L'incertezza del Partito democratico sui ruoli da ricoprire dopo il post-Renzi

Foto Piero Cruciatti / LaPresse in foto Andrea Orlando

ROMA (LaPresse) – E’ giallo sulla segreteria Pd. Il giorno fatidico per l’inizio delle danze doveva essere martedì, poi mercoledì e si è arrivati a giovedì. Ora la linea di confine si è spostata a sabato. Il momento clou slitta. Il segretario, intercettato alla Camera, assicura di essere a buon punto, ma a gelare le buone intenzioni di Maurizio Martina ci pensa l’area dell’ex Guardasigilli Andrea Orlando: “Valutiamo l’ingresso in segreteria se non c’è un accerchiamento”.

L’incertezza del Pd

E’ questa, a quanto si apprende, la posizione dell’area Pd vicina all’ex ministro della Giustizia in merito alla formazione della nuova segreteria perfezionata in queste ore. Gli orlandiani si aspettano dal segretario un segnale di discontinuità rispetto alla gestione Renzi. In particolare l’attenzione è puntata su chi entrerà in segreteria e con quali ruoli. Per esempio Teresa Bellanova nel ruolo di vice segretario, su cui sembrava esserci l’intesa, non è detto piaccia a tutti.
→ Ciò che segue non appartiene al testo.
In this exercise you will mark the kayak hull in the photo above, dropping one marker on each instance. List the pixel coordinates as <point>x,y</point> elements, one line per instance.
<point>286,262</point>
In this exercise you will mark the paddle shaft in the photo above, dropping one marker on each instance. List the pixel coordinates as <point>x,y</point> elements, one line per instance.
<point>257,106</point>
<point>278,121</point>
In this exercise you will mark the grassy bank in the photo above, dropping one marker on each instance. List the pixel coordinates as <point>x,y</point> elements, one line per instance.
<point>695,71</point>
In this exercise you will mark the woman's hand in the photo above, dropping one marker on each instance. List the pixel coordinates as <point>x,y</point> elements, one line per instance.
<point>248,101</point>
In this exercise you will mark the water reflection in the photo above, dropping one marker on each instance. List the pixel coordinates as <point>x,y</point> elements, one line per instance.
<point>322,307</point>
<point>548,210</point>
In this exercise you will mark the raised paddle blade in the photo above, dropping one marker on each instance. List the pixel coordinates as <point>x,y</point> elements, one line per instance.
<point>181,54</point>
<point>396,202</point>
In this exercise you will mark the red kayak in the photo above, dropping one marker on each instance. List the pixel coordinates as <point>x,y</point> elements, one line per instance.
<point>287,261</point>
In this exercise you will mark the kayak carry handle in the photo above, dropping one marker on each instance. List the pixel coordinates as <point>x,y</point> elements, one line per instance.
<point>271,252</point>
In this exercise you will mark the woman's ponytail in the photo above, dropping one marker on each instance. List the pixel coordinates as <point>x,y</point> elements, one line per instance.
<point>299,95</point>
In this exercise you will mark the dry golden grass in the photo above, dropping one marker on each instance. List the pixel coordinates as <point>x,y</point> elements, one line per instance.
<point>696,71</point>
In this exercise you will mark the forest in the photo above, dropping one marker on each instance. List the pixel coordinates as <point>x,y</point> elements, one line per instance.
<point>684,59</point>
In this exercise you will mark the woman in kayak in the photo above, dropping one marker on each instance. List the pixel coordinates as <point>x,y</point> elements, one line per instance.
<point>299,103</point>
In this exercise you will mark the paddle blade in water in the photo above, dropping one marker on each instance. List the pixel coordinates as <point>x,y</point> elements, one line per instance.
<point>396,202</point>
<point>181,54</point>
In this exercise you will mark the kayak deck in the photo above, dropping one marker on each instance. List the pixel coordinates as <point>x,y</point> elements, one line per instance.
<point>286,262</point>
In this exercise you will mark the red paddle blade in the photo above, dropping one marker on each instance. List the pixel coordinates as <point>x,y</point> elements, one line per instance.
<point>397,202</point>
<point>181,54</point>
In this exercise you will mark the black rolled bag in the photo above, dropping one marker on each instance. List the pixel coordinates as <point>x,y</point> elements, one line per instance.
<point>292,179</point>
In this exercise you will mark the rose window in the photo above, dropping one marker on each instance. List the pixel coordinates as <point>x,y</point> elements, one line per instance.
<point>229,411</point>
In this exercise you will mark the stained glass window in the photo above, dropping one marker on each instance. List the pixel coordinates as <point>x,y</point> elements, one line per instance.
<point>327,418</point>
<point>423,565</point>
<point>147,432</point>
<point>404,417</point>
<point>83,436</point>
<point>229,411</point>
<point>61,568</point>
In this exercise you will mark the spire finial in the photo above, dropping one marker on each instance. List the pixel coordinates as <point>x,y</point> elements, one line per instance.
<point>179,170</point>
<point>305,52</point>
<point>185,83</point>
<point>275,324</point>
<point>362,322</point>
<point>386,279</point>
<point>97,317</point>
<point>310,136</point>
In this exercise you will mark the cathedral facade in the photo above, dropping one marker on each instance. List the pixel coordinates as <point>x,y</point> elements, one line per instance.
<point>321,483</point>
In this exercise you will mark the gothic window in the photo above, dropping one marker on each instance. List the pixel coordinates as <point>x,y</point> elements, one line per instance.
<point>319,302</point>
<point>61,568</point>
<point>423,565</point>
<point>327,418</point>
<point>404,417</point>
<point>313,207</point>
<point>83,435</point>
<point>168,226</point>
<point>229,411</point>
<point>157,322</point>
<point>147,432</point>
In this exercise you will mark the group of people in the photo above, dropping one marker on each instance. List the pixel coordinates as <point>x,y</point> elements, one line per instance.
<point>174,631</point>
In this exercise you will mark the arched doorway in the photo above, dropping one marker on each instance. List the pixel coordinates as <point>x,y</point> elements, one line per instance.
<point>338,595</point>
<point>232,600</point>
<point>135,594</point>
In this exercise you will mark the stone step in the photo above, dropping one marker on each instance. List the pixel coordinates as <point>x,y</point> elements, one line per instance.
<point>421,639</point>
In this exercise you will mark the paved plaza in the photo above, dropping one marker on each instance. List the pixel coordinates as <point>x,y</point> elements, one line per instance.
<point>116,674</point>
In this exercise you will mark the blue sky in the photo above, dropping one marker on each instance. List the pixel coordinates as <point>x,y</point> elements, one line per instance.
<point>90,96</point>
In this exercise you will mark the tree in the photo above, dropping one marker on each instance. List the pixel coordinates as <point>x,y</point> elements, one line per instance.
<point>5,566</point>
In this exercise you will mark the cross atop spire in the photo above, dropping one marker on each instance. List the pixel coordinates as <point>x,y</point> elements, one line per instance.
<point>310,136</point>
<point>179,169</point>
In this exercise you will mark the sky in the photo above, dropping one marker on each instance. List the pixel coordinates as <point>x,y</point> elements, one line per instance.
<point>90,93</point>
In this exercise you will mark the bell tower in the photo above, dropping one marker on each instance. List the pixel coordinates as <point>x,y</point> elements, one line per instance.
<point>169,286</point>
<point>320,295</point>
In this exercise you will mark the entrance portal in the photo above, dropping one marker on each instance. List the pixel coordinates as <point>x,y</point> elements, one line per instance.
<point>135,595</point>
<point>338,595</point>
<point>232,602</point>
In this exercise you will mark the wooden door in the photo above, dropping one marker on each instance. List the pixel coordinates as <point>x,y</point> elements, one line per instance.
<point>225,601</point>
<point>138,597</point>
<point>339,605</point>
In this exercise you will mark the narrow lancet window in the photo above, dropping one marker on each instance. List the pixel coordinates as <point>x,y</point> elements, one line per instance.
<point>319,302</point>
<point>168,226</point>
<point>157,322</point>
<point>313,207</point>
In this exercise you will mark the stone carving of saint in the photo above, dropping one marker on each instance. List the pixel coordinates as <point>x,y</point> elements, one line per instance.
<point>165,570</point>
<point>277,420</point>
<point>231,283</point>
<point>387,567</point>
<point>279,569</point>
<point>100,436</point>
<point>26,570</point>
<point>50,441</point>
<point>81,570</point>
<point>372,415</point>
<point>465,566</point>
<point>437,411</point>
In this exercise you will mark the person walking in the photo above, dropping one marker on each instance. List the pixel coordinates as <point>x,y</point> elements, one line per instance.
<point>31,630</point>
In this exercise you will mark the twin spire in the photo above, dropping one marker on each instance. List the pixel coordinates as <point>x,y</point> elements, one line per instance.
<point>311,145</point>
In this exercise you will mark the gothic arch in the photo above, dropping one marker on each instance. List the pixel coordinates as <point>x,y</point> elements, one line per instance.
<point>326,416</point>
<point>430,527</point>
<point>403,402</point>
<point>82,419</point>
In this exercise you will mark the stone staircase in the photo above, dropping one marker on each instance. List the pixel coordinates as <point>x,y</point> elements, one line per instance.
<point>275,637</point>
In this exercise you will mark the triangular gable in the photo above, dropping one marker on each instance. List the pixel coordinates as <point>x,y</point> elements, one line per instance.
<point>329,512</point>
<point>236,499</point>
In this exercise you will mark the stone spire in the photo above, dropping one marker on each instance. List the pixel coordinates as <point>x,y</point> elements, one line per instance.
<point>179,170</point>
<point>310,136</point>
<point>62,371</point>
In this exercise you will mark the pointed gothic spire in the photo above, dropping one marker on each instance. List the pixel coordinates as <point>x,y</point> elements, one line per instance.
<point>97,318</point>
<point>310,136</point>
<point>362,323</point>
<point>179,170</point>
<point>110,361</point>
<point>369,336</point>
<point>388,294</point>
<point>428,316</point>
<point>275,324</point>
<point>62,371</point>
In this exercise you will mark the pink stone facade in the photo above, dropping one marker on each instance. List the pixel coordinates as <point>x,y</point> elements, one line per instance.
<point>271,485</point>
Per ora si sa che l’intenzione è quella di rappresentare tutte le aree del Pd. E’ probabile però, come spiega un esponente di rilievo dei Dem, che i big delle diverse correnti non vogliano impegnarsi in prima persona per tenersi più liberi. Finora nella girandola dei totonomi sono finiti Marina Sereni per l’area di Dario Franceschini e Gianni Cuperlo i cui contatti con Orlando sono stati fitti anche nella giornata appena trascorsa fra Montecitorio e la sede del Nazareno.

Possibile apertura con il M5S?

Mentre Martina è impegnato ad Ancona dove, a domanda specifica sulla possibile apertura al M5S, replica così: “Noi lavoriamo per passare dall’opposizione all’alternativa sempre in modo costruttivo e aperto”. Ed è sul rapporto con i Cinquestelle che Matteo Renzi scommette si giocherà il prossimo congresso. Intanto, a scanso di equivoci, Orlando chiarisce di non aver mai detto di votare il decreto Dignità a firma Luigi Di Maio.